Я не сразу заметил, как всё стихло. Мяч больше не парил над дюной. Чем они там увлеклись?..
/как во сне… /
Мясо было готово. Я выложил стейки на блюдо, а на решётку разложил следующую порцию. Аппетитный запах вызывал голодное урчание в желудке.
– Дети-и! Бегом к столу! Вил, быстрее, а не то чайка украдёт твой кусо-ок!.. – крикнул я, открывая бутылку вина.
Обычно детвора, только услышав мой призыв, тут же мчится наперегонки, спотыкаясь и падая, к столу, чтобы первым занять самое удобное место и выбрать самый сочный кусок мяса. А тут прошла минута – и никого. Притаились, что ли?

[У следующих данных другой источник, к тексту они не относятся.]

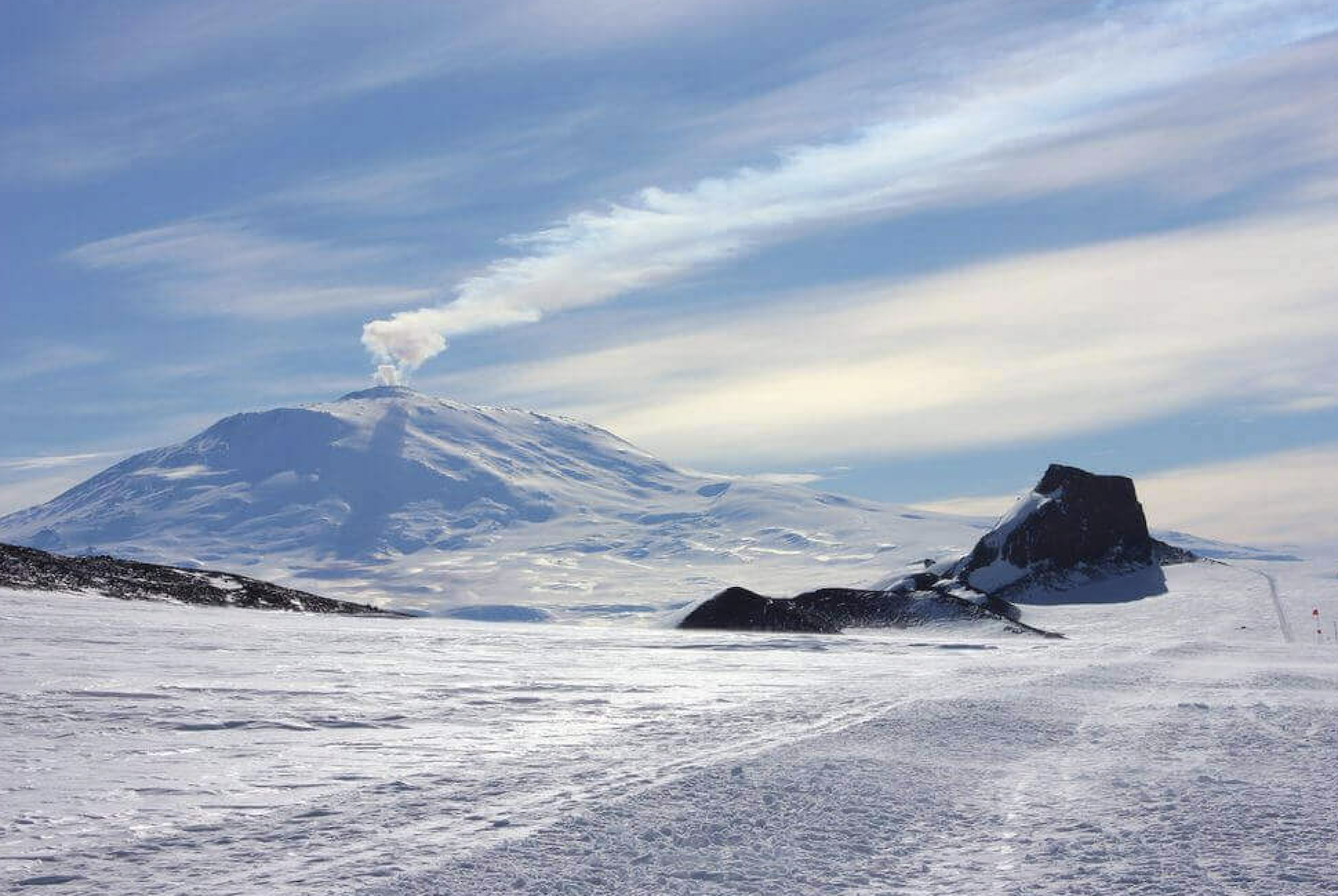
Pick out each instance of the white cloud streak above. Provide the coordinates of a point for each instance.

– Эге-ге-ей! Ли, Мерил, где вы? Поспешите, а то остынет… всё… – Я не заметил, как поднёс ко рту бокал вина и, не сводя глаз с верхушки дюны, небольшими нервными глотками осушил его. – Вы что, прячетесь? Ну, сорванцы, сейчас я вас найду-у…
Я поднялся на холм и…
/как во сне… /
никого на другой стороне, внизу, не увидел. Только вытоптанный круг следов на песке, где они только что играли. Между дюнами рос густой широкий кустарник округлой формы, и я решил, что мои проказники спрятались именно за ним: на это указывали и отпечатки ног на песке, которые вели за кусты. Прислушался. Думал, расслышу хихиканье Вильсона. Но нет, тишина. Где-то в лесу хрустнула ветка, и с ближайшей сосны упало несколько шишек – тут же взлетела какая-то крупная чёрная птица.

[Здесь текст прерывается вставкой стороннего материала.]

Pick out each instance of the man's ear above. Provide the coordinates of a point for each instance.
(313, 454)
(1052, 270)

«Ч-чёрт…» – я забеспокоился, но постарался не думать о плохом. Становилось некомфортно. Признаюсь, я немного испугался. Стало страшно, как в детстве, когда надо было выключить свет в комнате и вернуться на свою кровать, пробежав через всю комнату в полной темноте.

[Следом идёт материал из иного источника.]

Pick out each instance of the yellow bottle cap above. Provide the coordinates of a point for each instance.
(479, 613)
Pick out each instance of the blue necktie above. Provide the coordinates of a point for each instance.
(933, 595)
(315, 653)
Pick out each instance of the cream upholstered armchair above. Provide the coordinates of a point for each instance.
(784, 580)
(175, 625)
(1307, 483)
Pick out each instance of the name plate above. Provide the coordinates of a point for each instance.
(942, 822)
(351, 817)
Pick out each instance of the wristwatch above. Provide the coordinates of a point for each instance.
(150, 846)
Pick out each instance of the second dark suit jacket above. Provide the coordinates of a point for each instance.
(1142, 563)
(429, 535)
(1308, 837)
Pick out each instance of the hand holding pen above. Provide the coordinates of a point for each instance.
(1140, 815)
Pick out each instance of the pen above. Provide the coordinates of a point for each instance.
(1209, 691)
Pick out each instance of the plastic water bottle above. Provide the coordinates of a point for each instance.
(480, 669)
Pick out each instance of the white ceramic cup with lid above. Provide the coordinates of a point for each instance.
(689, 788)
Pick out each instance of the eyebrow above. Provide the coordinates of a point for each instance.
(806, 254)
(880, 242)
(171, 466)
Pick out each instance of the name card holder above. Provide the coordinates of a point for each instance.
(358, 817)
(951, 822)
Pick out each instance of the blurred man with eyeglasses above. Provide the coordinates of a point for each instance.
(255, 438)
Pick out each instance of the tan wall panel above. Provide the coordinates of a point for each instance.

– ХВАТИТ, СЛЫШИТЕ!!! – мои слова эхом отразились в сосняке, и я испугался самого себя: дети никогда не слышали моего такого голоса, такой злой интонации. Это была даже не просьба прекратить игру в прятки – это был мой ПРИКАЗ.
– Ты чего разорался? – со спины донёсся мужской голос, и я чуть не наложил в штаны. – Что случилось? Кого потерял?
Мужчина сорока лет (слава Богу, не рейнджер), с рыболовными снастями наперевес, стоял внизу возле мангала и внимательно рассматривал меня. Машинально я попросил его помочь мне найти мою семью. Свой испуг я не пытался даже скрывать.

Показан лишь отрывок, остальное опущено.